Ademais, algumas plataformas digitais buscam incrementar seus ganhos através da comercialização de instrumentos de trabalho, que muitas vezes são personalizados com a marca das empresas, associando os(as) trabalhadores(as) a elas. As empresas comercializam mochilas, uniformes, equipamentos de proteção individual, mas também planos de celular, cartões de créditos, aluguéis de automóveis, bicicletas e motos etc. Outras tantas plataformas também usam seus produtos personalizados para premiarem os(as) trabalhadores(as) mais assíduos e, frequentemente, também promovem distribuições gratuitas desses itens, como no caso das mochilas dos(as) entregadores(as).

Desse modo, dirigidos(as), controlados(as) e associados(as) às marcas das plataformas, os(as) trabalhadores(as) não exercem uma atividade empresarial genuína, mas são, ainda assim, classificados(as) equivocadamente como autônomos(as).

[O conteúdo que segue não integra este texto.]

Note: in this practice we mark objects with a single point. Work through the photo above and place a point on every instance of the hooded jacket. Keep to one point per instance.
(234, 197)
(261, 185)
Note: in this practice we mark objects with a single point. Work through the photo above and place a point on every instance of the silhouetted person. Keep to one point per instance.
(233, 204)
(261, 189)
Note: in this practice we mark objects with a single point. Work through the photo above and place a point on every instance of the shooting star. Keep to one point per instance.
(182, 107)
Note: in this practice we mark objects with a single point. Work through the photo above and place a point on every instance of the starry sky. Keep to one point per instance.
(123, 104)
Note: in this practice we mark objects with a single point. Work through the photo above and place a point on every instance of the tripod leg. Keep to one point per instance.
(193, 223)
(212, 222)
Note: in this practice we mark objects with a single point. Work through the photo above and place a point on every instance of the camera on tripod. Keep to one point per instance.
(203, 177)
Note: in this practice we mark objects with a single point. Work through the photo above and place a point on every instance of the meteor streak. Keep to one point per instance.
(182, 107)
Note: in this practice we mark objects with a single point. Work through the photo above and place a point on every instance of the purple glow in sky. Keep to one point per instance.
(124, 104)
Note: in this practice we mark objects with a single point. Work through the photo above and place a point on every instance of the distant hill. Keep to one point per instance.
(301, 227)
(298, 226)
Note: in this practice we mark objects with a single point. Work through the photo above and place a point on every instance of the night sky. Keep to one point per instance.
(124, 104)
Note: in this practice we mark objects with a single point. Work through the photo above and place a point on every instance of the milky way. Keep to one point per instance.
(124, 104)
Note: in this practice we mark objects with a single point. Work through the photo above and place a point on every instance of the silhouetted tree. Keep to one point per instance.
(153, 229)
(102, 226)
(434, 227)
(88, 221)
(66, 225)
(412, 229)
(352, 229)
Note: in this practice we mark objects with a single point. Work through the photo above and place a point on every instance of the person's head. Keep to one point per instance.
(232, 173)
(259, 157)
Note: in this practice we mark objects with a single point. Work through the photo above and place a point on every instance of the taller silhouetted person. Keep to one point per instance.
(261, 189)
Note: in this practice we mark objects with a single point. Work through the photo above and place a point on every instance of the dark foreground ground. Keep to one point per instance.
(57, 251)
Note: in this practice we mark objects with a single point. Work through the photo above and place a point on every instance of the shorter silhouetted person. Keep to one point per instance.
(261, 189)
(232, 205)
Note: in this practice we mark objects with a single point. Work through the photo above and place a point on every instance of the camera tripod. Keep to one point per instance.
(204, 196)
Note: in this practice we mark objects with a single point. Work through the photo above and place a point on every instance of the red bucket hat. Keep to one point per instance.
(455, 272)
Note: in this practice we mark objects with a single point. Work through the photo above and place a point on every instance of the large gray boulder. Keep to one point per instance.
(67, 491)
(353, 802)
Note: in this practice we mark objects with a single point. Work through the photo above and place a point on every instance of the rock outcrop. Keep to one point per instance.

Ao absorverem os custos da atividade econômica, sem poderem decidir efetivamente sobre a gestão do negócio, os(as) trabalhadores(as), nos piores casos, não têm apenas sua remuneração afetada e sim podem incorrer em endividamento.

FONTES

Marco Gonsales - De Mochila nas Costas: uma Experiência Etnográfica como Entregador por Aplicativo. Em Ricardo Antunes - Icebergs à Deriva: o Trabalho nas Plataformas Digitais, Editora Boitempo, 2023.


Vitor Filgueiras e Ricardo Antunes. Plataformas Digitais, Uberização do Trabalho e Regulação no Capitalismo Contemporâneo. Em Ricardo Antunes – Uberização, Trabalho Digital e Indústria 4.0, Editora Boitempo, 2020.